The UK Civil Aviation Authority (CAA) has introduced a new campaign in conjunction with the Home Office and Police to clamp down on drone-related crimes.
Intended to deter drone operators from breaking the law, the campaign, named Operation Foreverwing, will raise awareness of the rules set by the CAA for drone operation and highlight the work being done by the Police to tackle drone-related crime. The Police has dedicated drone teams across the country, tasked with handing out fines and confiscating drones if people fail to abide by the rules.
The announcement supports the CAA’s mission to increase public awareness around safe drone usage, as according to the CAA more than 330 drone-related incidents have been recorded over the last five months.
“The use of drones has increased dramatically in recent years and as a result of that we are seeing instances of dangerous and irresponsible flying,” said National Police Chiefs’ Council lead for counter drones, Chief Constable Lucy D’Orsi. “If you are a drone owner it is your responsibility to make sure you are following the rules for your own safety and that of others around you.”

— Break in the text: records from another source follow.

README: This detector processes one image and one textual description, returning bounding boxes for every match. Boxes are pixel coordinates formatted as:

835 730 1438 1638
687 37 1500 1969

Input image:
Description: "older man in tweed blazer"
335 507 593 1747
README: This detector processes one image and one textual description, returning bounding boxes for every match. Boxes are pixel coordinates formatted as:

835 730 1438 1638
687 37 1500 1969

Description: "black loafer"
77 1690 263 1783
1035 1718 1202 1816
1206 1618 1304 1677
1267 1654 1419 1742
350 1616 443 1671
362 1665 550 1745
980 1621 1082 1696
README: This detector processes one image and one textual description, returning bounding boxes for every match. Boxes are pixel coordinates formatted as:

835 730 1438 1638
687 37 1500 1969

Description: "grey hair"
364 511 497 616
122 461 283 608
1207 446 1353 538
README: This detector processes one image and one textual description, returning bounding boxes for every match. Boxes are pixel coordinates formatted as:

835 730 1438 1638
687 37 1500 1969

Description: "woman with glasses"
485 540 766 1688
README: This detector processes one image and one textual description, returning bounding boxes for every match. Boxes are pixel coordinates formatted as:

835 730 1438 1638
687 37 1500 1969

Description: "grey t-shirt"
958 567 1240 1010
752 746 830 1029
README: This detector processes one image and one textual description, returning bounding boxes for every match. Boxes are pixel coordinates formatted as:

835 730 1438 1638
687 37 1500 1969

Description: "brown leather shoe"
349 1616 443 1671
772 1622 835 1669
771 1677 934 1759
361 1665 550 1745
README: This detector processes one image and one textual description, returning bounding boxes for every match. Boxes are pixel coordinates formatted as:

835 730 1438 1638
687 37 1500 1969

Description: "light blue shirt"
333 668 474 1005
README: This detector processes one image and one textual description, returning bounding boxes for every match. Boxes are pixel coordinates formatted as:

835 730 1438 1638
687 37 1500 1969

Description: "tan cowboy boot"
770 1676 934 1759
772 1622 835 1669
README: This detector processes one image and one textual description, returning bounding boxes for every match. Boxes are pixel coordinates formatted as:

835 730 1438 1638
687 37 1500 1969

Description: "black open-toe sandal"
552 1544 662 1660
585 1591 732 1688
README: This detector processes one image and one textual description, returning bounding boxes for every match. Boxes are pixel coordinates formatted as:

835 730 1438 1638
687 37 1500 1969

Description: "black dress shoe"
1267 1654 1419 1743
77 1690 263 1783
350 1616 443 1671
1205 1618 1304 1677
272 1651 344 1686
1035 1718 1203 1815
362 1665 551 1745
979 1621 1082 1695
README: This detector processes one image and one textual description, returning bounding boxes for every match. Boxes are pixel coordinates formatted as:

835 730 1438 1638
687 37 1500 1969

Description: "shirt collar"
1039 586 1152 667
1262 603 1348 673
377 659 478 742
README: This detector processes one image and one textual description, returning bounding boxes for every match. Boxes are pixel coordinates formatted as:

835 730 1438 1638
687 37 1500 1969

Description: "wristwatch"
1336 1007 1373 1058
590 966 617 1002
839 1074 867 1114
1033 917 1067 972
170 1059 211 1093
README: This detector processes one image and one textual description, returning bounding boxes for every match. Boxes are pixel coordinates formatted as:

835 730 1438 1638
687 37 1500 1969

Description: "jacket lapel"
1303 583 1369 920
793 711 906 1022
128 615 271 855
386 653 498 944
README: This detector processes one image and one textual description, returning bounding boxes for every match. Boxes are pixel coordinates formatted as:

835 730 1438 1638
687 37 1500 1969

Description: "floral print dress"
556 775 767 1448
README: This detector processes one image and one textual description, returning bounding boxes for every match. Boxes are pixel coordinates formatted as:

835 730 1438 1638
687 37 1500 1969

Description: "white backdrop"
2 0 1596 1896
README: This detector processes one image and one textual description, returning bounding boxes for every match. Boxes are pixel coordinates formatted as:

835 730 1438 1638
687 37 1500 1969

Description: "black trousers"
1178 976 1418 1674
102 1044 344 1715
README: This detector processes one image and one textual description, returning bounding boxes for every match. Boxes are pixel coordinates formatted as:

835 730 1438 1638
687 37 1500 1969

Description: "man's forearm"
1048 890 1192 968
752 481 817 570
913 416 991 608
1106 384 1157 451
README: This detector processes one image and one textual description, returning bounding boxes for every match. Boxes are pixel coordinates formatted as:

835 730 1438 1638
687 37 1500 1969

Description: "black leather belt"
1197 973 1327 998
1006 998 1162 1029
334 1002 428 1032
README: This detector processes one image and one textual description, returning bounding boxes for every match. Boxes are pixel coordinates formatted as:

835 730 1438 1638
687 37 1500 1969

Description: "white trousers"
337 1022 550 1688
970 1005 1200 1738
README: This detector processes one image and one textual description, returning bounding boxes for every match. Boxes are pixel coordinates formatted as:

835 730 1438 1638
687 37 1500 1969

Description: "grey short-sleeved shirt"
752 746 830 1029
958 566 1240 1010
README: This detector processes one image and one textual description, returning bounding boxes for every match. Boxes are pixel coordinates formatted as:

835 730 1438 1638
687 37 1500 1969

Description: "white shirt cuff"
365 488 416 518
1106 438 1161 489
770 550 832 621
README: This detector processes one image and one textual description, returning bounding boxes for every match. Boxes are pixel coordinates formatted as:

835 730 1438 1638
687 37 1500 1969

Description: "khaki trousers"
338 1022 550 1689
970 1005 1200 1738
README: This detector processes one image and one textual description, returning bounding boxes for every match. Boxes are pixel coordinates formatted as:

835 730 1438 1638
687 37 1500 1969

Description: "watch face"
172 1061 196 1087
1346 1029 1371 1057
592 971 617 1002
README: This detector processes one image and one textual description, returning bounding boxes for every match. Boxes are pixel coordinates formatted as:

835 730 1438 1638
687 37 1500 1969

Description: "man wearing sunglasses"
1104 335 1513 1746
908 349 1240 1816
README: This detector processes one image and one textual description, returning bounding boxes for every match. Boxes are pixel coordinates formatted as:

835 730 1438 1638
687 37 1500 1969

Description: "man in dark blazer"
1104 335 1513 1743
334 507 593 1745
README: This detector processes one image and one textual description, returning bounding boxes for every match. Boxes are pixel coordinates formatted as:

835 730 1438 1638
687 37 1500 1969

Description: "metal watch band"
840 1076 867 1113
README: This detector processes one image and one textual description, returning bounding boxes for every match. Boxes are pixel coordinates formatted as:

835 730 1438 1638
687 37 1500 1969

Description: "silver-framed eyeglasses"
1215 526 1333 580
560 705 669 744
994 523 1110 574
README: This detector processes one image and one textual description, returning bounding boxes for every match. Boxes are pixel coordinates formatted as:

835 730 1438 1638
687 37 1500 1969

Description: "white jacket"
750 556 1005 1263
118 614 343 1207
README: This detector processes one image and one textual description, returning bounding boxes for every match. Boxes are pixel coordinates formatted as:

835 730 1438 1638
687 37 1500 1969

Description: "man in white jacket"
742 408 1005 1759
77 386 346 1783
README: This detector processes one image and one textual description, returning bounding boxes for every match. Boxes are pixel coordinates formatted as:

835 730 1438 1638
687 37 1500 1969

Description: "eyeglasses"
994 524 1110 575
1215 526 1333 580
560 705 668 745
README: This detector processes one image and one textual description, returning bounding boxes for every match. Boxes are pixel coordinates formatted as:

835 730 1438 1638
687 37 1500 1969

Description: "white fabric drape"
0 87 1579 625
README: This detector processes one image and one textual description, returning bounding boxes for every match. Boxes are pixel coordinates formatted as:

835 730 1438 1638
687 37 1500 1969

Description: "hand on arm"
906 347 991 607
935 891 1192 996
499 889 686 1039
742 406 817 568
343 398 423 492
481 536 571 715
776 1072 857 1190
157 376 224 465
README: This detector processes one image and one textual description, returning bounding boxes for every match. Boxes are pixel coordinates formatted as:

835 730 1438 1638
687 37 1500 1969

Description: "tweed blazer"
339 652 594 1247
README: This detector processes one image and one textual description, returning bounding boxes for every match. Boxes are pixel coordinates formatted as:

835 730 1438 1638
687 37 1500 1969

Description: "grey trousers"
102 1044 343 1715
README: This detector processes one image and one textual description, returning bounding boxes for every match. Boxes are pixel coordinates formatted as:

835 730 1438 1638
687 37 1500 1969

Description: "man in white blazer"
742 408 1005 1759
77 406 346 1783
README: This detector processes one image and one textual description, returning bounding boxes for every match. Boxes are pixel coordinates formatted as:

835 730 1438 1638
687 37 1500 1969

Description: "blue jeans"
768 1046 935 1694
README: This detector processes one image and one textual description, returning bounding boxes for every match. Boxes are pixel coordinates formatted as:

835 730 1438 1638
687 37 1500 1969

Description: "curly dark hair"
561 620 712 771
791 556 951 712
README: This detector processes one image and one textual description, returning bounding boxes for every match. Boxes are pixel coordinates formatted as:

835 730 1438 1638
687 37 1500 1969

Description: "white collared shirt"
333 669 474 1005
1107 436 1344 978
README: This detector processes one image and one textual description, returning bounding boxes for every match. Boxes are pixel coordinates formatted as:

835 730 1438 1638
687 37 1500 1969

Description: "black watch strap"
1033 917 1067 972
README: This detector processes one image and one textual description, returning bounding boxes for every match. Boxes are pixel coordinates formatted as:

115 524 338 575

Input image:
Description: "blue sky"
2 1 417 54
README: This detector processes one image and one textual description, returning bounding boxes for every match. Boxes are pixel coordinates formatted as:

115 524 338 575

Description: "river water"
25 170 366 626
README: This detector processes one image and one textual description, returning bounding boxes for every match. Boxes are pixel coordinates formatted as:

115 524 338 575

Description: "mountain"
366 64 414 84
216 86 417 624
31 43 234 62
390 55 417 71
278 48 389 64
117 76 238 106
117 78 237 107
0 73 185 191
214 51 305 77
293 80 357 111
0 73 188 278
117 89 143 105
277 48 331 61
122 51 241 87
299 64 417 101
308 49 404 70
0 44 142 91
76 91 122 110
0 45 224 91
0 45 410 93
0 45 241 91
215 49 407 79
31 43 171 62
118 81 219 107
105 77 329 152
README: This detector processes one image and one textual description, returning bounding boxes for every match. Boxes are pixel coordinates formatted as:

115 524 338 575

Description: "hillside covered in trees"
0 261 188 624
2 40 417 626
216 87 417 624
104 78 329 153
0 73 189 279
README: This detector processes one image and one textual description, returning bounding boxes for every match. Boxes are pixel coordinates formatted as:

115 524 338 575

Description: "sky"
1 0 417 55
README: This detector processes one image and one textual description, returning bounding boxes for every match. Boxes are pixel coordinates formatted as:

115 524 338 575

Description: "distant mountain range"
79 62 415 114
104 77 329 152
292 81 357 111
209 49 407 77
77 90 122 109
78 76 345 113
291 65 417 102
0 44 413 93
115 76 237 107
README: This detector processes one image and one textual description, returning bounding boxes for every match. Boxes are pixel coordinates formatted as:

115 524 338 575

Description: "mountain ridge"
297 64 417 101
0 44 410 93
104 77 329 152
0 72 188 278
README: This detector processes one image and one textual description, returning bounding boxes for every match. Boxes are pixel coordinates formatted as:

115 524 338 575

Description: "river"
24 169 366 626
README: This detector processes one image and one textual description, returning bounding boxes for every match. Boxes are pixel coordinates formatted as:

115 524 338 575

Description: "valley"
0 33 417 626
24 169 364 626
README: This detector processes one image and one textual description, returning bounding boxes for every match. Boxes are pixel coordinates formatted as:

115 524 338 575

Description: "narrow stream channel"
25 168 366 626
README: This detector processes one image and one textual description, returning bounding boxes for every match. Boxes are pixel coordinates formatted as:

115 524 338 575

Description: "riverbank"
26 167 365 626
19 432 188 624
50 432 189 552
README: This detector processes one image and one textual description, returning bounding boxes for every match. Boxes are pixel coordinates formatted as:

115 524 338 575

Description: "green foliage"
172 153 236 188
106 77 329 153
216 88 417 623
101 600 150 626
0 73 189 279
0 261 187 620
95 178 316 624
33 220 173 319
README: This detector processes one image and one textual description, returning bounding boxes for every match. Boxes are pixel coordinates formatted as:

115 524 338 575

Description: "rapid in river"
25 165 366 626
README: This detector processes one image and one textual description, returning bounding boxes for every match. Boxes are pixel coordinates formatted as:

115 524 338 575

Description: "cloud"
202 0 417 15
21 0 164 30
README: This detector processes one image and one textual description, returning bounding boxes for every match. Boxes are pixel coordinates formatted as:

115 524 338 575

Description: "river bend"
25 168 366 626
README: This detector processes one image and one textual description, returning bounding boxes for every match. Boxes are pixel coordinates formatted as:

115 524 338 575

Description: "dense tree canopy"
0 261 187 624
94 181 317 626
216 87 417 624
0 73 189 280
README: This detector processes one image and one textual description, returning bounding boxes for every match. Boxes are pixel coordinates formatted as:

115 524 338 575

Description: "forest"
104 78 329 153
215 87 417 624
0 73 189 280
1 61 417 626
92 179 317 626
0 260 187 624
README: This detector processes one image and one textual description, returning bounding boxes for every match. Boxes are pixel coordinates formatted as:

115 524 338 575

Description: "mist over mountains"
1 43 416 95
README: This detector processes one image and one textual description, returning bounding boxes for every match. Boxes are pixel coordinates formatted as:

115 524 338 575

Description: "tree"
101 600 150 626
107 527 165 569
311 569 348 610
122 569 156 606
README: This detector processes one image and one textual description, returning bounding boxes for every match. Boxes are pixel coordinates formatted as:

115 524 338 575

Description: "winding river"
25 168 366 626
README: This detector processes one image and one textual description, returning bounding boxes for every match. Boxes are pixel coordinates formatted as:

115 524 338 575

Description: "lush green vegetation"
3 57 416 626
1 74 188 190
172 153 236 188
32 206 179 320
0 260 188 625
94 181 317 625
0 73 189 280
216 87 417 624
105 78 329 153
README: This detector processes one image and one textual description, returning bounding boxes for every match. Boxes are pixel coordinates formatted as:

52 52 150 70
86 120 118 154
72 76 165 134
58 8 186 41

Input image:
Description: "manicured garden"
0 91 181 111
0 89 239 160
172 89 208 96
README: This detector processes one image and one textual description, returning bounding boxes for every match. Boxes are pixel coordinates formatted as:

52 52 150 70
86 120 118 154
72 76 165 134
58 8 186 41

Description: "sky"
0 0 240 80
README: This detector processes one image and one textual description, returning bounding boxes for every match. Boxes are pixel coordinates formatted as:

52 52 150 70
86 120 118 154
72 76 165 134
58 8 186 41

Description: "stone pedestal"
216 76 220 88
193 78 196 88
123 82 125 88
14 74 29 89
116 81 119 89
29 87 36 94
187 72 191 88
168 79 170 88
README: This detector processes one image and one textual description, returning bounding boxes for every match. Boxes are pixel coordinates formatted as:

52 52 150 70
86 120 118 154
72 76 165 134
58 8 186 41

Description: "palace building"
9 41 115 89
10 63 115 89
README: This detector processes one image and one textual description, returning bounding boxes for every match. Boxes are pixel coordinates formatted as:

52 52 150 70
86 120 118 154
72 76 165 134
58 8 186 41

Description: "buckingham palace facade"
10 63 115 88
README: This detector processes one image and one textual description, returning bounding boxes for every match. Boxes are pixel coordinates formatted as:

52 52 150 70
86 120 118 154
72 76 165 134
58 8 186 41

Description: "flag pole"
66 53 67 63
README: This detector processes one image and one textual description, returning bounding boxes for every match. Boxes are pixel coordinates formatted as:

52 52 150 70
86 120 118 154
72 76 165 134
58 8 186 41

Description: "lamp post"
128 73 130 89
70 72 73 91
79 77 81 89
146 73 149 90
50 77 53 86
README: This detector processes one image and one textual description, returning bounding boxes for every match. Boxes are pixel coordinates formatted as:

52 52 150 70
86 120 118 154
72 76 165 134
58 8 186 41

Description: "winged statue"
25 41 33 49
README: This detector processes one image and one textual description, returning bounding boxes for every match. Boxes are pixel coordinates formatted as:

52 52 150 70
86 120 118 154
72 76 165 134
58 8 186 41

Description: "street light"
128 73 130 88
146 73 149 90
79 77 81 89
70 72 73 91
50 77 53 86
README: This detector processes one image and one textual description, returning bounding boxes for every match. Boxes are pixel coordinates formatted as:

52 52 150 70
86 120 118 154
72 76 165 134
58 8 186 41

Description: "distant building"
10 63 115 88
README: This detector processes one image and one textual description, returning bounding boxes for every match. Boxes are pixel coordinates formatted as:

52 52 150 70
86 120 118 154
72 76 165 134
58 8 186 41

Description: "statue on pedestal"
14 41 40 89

New drone regulation came into force in the UK in December 2020, dictating that CAA registration is mandatory for operators of drones over 250 grams and all unmanned aerial vehicles fitted with cameras. Failure to comply could result in drone users receiving penalties of up to £1,000.
Operation Foreverwing takes this into account, aiming to create safer skies through cooperation between the three government agencies and joint education targeting drone operators.
Patrick Slomski, partner at Clyde & Co, said campaigns like Operation Foreverwing are “important” given that infringements of the rules are often down to the “ignorance, negligence or recklessness” of drone pilots.
“I anticipate that remote identification rules and requirements will be imposed over the next year or two, for many commonly used and available drones,” Slomski said, adding that the current batch of drone regulations in the country provide a “clear way forward” for any future changes.
“Technology such as that enabling remote identification and ‘built-in’ virtual protections, like geofencing, will become widely available in the next few years and I suspect mandatory for many common classes and types of drones,” he said. “Technology of that kind will in many ways simplify and lessen the issues presently facing regulators and those enforcing the rules.”
Jonathan Nicholson, assistant director of communications at the CAA, said the campaign doesn’t seek to decrease drone usage, but rather encourages sharing airspace “safely.”
“With close to 200,000 registered drone owners across the UK, the skies are becoming increasingly busy,” he said in a statement. “Drones can cost thousands of pounds and with fines for breaking the rules, the costs can quickly add up for those failing to comply.”
The UK already has dedicated drone teams dotted across the country charged with enforcing current drone regulation by handing out fines or confiscating drones for those in violation of the law. But as drone usage becomes increasingly commonplace, government bodies are looking to address any shortfalls present in current laws for owners of non-commercial drones.
Last week, India, one of the world’s leading drone markets, announced a new set of rules governing how individuals and businesses can use unmanned aircraft systems in the country. The new rules are intended to be a comprehensive framework that includes the need for permits, permission for every flight and penalties for infringements.